Nessa perspectiva, pode-se dizer que a automedicação é um assunto
pertinente e a importância em explorar essa temática inserida no cotidiano, está no
fato de que muitas vezes esta prática poderá trazer riscos e consequências
irreversíveis à saúde das pessoas.
5. Metodologia
A implementação do projeto teve início em fevereiro de 2017 e foi
desenvolvida com uma turma de 3ª série do ensino médio do Colégio Estadual
Professora Júlia Wanderley – PR, composta por vinte e seis alunos do período
matutino no primeiro semestre de 2017.
O trabalho foi dividido em quatro etapas principais:
I) observação do conhecimento prévio dos alunos sobre a automedicação por
meio de uma charge e alguns questionamentos;
II) compreensão e o conceito de medicamentos, sua classificação e os
perigos da automedicação;
III) entrevista com pessoas da comunidade local, investigando os
medicamentos mais consumidos, pesquisando os princípios ativos, construindo as
fórmulas e identificando as funções orgânicas desses medicamentos;
IV) socialização dos conhecimentos adquiridos sobre a automedicação
através de recursos de vídeos de modo a contribuir no desenvolvimento intelectual
dos educandos e na formação de cidadãos mais conscientes.
É importante relatar que em todas as etapas os dispositivos móveis foram
aliados importantes nas estratégias metodológicas.
6. Resultados e discussão
O objetivo principal deste projeto foi o de trabalhar as funções orgânicas, de
forma contextualizada, utilizando alguns recursos dos dispositivos móveis e tomando
como base os princípios ativos presentes nos medicamentos mais consumidos pela
população. Como os alunos ainda não tinham conhecimento prévio sobre as funções
orgânicas, a ideia foi a de abordar este conteúdo após os primeiros conceitos da
Química Orgânica, a classificação do carbono e das cadeias carbônicas, assim
como o estudo dos hidrocarbonetos e a apresentação dos grupos funcionais das
demais funções orgânicas.
6.1 Conhecimento prévio
Para investigar o conhecimento prévio dos alunos sobre a automedicação, foi
apresentada uma charge (figura 1) e após discussão, os alunos foram orientados a
responderem sete questões referentes à prática da automedicação.
Figura 1: Charge
Fonte: http://portaldoprofessor.mec.gov.br/fichaTecnicaAula.html?aula=7258. Acesso em set. 2016.
A maioria dos alunos respondeu que a charge se tratava de pessoas que
tomam medicamentos sem necessidade, que a precariedade da saúde pública e a
influência de familiares e amigos levam as pessoas à prática da automedicação.

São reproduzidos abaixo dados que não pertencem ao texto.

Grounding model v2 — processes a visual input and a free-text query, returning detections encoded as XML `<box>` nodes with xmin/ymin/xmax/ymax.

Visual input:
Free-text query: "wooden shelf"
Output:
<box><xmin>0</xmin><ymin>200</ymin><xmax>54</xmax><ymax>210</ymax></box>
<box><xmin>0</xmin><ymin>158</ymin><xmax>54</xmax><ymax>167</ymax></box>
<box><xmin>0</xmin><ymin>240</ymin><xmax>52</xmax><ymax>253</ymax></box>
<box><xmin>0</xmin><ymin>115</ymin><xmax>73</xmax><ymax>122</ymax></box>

Percebeu-se também que os alunos tinham um conhecimento prévio sobre o tema,
pois grande parte respondeu que automedicação é a prática realizada quando as
pessoas tomam medicamentos sem prescrição médica.
Os medicamentos mais consumidos pelos alunos foram: analgésicos, anti-
inflamatórios, entre outros medicamentos de variadas naturezas, inclusive
medicamentos controlados, como por exemplo, o paracetamol, o ácido
acetilsalicílico, a dipirona, o torsilax e o rivotril (controlado). Poucos alunos relataram
que compram medicamentos por influência de propagandas e a maioria respondeu
que considera a automedicação perigosa, porém não conseguiram apontar
consequências. Com relação à contribuição do Ensino da Química, na compreensão
dos riscos da automedicação, os alunos argumentaram que é importante conhecer
as fórmulas e a atuação dos medicamentos no organismo.
O uso racional de medicamentos compreende a prescrição apropriada, a
disponibilidade oportuna e a preços acessíveis, a dispensação em condições
adequadas, o consumo nas doses e pelo período de tempo indicado e nos intervalos
definidos. Assim como a utilização de medicamentos eficazes, seguros e de
qualidade (SANTOS; NITRINI, 2004).
6.2 Medicamentos, classificação e os perigos da automedicação
Nesta etapa os alunos realizaram várias atividades em grupo utilizando
dispositivos móveis. A turma foi dividida em grupos de três alunos e cada grupo
tinha, pelo menos, um dispositivo móvel disponível. Alguns alunos utilizaram os
tablets disponíveis no colégio através do “Projeto Conectados”, lançado no início de
outubro de 2015 pela Secretaria de Estado de Educação do Paraná (SEED-PR), que
prevê a utilização pedagógica de tablets com alunos.
É importante salientar que o trabalho em grupo como estratégia didática de
ensino apresenta vários pontos positivos por proporcionar a interação entre os
alunos e a troca de experiências entre os mesmos, favorecendo, assim, a processo
de aprendizagem.
Segundo Madalena Freire (1996):
Aprendemos a pensar junto com o outro, num grupo coordenado por um educador. Aprendemos a ler, construindo novas hipóteses na interação com o outro. Aprendemos a escrever organizando as nossas hipóteses na interação com as hipóteses do outro. Aprendemos a refletir estruturando nossas hipóteses na interação e na troca com o grupo. A ação, a interação e a troca movem o processo de aprendizagem. Função do educador é interagir com seus educandos para coordenar a troca na busca do conhecimento (Freire, 1996, p.07).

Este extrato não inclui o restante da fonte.